I remember somebody mentioned that this was okay ... and even better, because I think there's a lot more headroom this way instead of 0db (which makes sense to me, comparing the 0db and -5db as reference, AVR will play louder when is at the maximum +15db; just one time I passed 0db and I couldn't stand the sound :raped: )

With the levels I'm ussing ... I can even set the reference to -10db ... but -5db is fine.


----------



## Jerm357 (May 23, 2006)

salvasol said:


> No ... my RXV 2700 goes from -80db to +15db :yes:
> 
> I remember somebody mentioned that this was okay ... and even better, because I think there's a lot more headroom this way instead of 0db (which makes sense to me, comparing the 0db and -5db as reference, AVR will play louder when is at the maximum +15db; just one time I passed 0db and I couldn't stand the sound :raped: )
> 
> With the levels I'm ussing ... I can even set the reference to -10db ... but -5db is fine.

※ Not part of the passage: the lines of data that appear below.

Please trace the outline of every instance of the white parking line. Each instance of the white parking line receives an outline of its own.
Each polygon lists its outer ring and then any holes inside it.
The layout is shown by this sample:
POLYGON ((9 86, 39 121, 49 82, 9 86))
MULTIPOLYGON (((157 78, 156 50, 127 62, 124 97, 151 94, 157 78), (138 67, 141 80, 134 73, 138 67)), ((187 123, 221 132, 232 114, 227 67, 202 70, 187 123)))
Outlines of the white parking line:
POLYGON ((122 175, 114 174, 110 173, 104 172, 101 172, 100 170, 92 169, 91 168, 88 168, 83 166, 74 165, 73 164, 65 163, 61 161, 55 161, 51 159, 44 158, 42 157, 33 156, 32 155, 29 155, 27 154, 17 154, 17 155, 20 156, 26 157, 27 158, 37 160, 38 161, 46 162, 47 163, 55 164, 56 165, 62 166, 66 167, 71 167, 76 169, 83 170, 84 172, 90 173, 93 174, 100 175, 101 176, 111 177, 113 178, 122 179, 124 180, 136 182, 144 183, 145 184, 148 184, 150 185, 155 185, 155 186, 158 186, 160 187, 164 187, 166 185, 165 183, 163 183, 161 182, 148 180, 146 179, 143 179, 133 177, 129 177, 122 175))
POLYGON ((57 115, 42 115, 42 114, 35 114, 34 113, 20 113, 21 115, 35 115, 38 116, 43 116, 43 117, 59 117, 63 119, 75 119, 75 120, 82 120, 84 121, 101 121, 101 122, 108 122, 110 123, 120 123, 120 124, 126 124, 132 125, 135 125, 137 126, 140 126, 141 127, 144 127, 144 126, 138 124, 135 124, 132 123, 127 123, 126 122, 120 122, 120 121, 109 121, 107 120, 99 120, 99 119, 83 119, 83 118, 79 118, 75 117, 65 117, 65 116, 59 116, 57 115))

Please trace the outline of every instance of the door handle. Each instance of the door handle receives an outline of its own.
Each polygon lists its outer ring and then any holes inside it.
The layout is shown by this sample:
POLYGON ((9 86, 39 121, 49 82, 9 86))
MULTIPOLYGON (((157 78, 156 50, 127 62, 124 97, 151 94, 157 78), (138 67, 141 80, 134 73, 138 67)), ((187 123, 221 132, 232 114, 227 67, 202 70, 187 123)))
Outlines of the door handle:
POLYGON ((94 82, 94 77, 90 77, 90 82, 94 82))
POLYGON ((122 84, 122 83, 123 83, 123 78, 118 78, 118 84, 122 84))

Just because you have a reference level set does not mean thats where you have to listen at. You are not gaining any headroom by using -5 as your reference over 0. It would be exactly the same since your just adding the volume on your channel trims instead your main volume. Your receiver is going to be working just as hard to get 75db at 0 as it would be to get it at -5.

The whole reason why receivers use negative numbers are to tell you how far you are from studio reference level. They are ment for the built in test tones to play at 75db with the main volume at 0db. Thats just the way they were designed. 

Make it easier for yourself and just use 0 as your reference. That way when your receiver says -15db (where I usually listen at) it means what it says, that you are indeed listening at 15db under reference.


----------